Re: system hangs momentarily every 4 mins 2 secs

Ray Olszewski <ray@xxxxxxxxxxx> · Sun, 27 Aug 2006 12:26:38 -0700

tom arnall wrote:
On Saturday 26 August 2006 23:11, Raseel Bhagat wrote:

Hi,

On 8/27/06, mike@xxxxxxxxxx <mike@xxxxxxxxxx> wrote:

On Sat, 26 Aug 2006 12:55:33 -0700

tom arnall <kloro2006@xxxxxxxxx> wrote:

My system hangs momentarily every 4 mins 2 secs. The event coincides
with a 'top' entry in which 'events/0' grabs 50-95% of cpu capacity.
How can I determine what is causing the event?

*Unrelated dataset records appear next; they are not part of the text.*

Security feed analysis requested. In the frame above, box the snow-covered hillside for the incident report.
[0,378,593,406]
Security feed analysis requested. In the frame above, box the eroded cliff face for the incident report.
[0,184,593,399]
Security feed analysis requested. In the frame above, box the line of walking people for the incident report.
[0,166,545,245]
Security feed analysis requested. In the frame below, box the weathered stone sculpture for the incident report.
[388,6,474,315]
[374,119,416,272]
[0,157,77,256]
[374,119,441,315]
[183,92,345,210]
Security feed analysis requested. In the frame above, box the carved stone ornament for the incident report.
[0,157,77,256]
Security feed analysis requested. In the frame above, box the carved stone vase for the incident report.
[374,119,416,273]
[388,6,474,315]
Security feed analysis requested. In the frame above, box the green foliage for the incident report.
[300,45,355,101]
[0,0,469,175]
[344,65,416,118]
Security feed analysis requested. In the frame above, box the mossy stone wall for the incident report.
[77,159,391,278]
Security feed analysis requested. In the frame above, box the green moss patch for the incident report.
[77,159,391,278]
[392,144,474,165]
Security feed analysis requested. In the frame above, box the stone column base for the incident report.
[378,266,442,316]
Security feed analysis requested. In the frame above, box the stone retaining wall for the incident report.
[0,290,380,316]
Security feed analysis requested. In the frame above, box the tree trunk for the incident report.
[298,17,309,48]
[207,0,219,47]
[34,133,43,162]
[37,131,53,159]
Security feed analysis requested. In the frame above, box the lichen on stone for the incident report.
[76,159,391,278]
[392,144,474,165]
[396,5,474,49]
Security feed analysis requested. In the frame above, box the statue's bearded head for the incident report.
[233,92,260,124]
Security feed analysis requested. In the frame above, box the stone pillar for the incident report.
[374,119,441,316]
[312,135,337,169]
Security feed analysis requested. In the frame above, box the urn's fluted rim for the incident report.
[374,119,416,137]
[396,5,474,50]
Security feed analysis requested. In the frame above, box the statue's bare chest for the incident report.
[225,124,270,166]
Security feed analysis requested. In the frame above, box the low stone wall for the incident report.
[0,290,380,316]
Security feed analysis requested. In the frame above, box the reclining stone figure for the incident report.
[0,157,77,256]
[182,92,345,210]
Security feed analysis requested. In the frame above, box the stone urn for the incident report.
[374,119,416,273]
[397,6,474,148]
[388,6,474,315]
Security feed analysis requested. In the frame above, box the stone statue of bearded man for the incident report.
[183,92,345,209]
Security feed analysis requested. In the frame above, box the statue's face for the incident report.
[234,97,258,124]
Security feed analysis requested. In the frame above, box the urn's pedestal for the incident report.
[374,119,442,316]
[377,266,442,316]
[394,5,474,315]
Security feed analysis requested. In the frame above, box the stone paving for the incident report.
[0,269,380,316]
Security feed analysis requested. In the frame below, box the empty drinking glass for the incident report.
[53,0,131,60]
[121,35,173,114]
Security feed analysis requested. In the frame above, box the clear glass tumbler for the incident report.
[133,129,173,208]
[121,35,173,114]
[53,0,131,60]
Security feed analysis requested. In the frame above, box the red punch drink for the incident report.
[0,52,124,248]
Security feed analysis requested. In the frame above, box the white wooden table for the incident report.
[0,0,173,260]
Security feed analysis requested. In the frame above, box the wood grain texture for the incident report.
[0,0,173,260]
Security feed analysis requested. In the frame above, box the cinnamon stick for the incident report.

This is a long-shot but the last time I had the same problem it turned
out that there had developed a loose connection with the heat-sink and
processor on the motherboard.
As a result, the processor used to over-heat in about every 3 minutes
or so, the watchdogs would come into picture and cause the machine to
hang or reboot.... usually reboot.

Just give a quick check on your hardware before probing into the software
side.

how did you identify the problem with the heat sink?

is it likely that a hardware problem would cause the hanging phenomenon at 
such a precise interval? i ran 'top' in batch mode to a file for ~.5 hour and 
also wrote down the time whenever the hang occurred, then i compared the 
output of top with the 'hang moments'. there was an exact coincidence 
with 'top' entries in which 'events/0' was gobbling the cpu. and these events 
occurred exactly 4 mins 2 secs from each other.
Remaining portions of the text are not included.